Sagua la Grande, Cuba, taken in recent years: the US Consul complained that in 1942 infrastructure was lacking. There is a monument to dead US sailors from the SS Milinocket erected there.
Source: http://scottbrownscerebralcaffeine.wordpress.com/tag/sagua-la-grande-cuba/
The 3,274-ton American steam ship Millinocket was built by Maryland Steel Company (future site of a Bethlehem Steel yard) in Sparrow’s Point Maryland in 1910. Her owners were A. H. Bull and Company Incorporated of New York, and the ship was on charter to the US Maritime Commission. The ship was named for a town in northern Maine near Baxter State Park where the Appalachian Trail terminates. Her dimensions were 96.7 meters long by 13.5 meters wide and 7.3 meters deep. A 1500 i.h.p. engine drover her at 10.5 knots. She was armed by a single 6-pound gun (meaning the shells weighed six pounds) and two .30-calibre machine guns.
On her final voyage Captain Lewis Wesley Callis was in command of 29 merchant officers and crew and six Naval Armed Guard, for a total on board of 35. The merchant crew included a Russian, three Filipinos and two British, the rest being American. The ship loaded 4,300 tons of bauxite ore in Georgetown British Guiana (present day Guyana) and sailed for Saint Thomas in the Virgin Islands. From there she set sail up the Old Bahama Channel for the US Gulf and Mobile, Alabama.
Late in the evening of the 17th of June 1942 Millinocket had a fateful rendezvous with U-129 under Hans-Ludwig Witt. At six minutes after 5 pm there were two lookouts stationed on the monkey island and on the 6-pound gun turret aft. The weather was calm with a smooth sea, a light wind fromt eh northeast at 7 or so knots, and good visibility. The ship was heading up the Old Bahama Channel between the southern edge of the Bahamas’ Cay Sal Bank and Isabela de Sagua, Cuba. Her course was 235 degrees true northwest and speed 9.1 knots.
Men were sleeping on the hatches and resting with their bottoms on the rails when suddenly a torpedo struck the ship between the fourth and fifth cargo holds. Men were literally blown off the ship by the explosion. Though only one life boat was launched, fortunately all four rafts were cut free, however two of them were rendered useless by explosion damage. The speed of the ship reduced to two knots in less than three minutes, by which time the living had managed to abandon ship. Though at first Millinocket maintained an even keel, at nine minutes after 5 pm – three minutes after the attack – she slid beneath the waves stern-first, carried quickly by the dense cargo of ores in her hold.
The Chief Gunner, US Naval Reserve Gunner’s Mate 3rd Class Joseph Deserve was killed at his post. His colleague USNR Seaman 2nd Class Hose McCall Fleming is believed to have drowned. The Chief Engineer was presumably killed at his post in the engine room, and Captain Callis died as well. The ranks of the other men killed were Fireman/Oiler, Oiler, Oiler, Able Seaman, Chief Mate, and Third Mate.
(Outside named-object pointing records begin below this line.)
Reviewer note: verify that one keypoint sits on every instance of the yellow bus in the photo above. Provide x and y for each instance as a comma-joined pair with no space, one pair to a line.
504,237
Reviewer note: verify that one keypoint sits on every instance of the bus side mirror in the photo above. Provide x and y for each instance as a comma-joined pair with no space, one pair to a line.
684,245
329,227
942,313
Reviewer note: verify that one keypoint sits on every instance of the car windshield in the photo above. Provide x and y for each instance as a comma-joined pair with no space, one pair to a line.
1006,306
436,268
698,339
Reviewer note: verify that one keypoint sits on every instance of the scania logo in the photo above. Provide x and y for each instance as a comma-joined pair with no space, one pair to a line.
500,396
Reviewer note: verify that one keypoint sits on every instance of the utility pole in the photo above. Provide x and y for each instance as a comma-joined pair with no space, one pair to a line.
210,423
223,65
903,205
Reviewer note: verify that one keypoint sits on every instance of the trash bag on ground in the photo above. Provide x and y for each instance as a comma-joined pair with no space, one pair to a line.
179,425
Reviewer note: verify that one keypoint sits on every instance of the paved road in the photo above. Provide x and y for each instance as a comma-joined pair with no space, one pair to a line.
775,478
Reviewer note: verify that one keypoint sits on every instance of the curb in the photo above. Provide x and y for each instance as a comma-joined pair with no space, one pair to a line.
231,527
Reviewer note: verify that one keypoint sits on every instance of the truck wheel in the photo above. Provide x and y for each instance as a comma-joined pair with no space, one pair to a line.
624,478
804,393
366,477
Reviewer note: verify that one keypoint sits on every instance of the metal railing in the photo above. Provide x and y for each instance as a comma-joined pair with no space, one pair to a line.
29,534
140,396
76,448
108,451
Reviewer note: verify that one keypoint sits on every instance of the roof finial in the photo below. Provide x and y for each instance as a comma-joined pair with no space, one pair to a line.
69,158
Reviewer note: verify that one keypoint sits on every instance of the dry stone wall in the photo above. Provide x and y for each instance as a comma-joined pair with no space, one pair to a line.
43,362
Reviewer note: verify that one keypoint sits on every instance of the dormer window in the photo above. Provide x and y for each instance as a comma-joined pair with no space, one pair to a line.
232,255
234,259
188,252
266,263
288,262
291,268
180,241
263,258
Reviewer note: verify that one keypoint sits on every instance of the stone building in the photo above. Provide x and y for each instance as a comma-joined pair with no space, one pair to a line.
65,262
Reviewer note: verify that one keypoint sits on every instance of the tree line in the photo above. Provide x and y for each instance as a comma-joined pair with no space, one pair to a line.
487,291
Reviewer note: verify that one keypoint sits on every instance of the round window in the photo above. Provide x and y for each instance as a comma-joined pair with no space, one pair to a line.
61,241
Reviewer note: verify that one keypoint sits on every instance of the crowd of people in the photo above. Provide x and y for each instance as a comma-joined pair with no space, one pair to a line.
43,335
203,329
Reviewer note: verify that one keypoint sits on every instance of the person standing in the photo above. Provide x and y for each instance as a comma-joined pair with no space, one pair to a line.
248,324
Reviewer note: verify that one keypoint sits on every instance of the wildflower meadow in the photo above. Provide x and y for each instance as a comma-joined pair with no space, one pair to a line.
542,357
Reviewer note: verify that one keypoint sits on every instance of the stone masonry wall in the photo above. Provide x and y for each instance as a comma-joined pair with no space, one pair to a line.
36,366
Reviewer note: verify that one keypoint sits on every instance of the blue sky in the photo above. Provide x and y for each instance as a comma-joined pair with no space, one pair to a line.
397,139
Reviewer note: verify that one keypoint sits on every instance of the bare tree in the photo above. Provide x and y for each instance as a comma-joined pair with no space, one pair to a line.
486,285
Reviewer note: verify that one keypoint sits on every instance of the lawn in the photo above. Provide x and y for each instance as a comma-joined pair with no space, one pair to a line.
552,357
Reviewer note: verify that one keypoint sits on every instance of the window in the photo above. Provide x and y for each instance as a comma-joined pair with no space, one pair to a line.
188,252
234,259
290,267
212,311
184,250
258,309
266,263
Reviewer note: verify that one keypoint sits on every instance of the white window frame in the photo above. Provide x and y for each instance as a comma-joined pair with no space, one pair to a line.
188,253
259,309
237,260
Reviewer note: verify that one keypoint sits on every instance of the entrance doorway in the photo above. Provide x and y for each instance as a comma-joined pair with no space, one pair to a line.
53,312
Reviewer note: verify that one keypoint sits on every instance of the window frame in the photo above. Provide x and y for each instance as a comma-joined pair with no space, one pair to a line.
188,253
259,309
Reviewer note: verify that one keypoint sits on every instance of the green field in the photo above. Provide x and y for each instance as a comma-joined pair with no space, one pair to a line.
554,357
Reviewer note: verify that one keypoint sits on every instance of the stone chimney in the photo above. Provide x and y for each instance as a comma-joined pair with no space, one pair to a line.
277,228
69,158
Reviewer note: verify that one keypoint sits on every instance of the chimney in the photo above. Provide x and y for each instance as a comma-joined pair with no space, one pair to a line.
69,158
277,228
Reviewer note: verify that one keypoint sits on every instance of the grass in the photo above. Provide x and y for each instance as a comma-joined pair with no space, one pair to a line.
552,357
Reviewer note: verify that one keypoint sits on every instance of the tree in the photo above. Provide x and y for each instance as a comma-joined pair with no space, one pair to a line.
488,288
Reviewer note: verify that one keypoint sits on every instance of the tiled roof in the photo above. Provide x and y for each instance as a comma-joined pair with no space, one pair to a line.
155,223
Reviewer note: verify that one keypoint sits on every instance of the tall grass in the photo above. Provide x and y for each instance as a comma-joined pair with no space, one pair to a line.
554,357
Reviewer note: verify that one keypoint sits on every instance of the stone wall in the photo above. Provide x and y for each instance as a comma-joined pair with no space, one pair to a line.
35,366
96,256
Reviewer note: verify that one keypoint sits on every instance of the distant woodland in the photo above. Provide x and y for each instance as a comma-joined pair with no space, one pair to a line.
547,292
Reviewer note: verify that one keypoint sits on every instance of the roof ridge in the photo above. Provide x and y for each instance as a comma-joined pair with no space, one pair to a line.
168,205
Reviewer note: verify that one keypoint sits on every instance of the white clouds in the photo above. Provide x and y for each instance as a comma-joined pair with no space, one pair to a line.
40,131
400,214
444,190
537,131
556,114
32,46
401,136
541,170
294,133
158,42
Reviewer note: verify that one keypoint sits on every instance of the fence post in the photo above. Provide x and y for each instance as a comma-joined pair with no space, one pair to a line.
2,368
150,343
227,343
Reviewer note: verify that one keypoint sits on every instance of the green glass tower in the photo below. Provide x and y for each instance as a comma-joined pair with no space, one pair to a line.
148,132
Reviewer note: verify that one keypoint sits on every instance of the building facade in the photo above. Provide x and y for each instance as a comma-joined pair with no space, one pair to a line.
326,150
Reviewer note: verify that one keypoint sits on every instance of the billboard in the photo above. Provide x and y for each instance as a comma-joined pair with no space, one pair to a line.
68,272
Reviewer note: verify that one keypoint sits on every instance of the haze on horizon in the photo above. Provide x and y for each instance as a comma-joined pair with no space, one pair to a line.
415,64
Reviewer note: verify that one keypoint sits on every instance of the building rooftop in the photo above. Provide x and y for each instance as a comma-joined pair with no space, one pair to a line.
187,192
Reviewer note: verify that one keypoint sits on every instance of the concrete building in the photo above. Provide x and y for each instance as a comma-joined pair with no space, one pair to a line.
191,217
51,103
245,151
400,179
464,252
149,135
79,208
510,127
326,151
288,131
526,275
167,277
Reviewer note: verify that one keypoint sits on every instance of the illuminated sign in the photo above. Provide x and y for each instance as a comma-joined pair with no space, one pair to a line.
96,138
Witt in U-129 approached the life boat and questioned the Second Engineer in good English. His men surveyed the horizon with binoculars, kept the survivors under cover of machine guns, and those not on duty took photographs. When asked for it Witt provided a First Aid kit for the men in the boats. Then the submarine submerged and motored off to the west. The survivors reported reading the words “Westward Ho” in various iterations on the side of the conning tower.
The men in the boat and on two rafts drifted with the current, alternately rowing, until they were able to use their flares and catch the attention of Cuban fishing boats, which came to their aid at 1 am on the morning of the 18th of June. By 6 am, some 13 hours after the initial attack, the men were landed at Isabela de Sagua, presumably a smallish fishing community. Since the survivors say they were in the boats for 13 hours it is likely they were not loaded into the fishing boats, but rather simply towed to shore. A Cuban motor boat then carried the survivors further down the coast to Sagua la Grande, which they reached at 7:30 am. There eight of the survivors were treated at hospital, one of them with serious leg injuries.
Just before midnight on the 18th the crew of 16 (minus 11 killed and 8 retained in hospital) left Sagua la Grande for Havana. The American Consular Agent in Havana described Sagua la Grande as lacking “all equipment to give assistant at future torpedoing.” He says there were insufficient boats for rescue work, however three boats were procured on an emergency basis in the case of Millinocket, and the survivors time between being thrown overboard and hospital is comparatively very short.
There is a plaque displayed just outside the town office which honors the crew of the Millinocket and lists the names of the nearly one dozen killed aboard her that fateful night in June, 1942 far away, between the Bahamas and Cuba. It was dedicated by Francis E. Elliott of Veterans of Foreign Wars (VFW) Post 4154.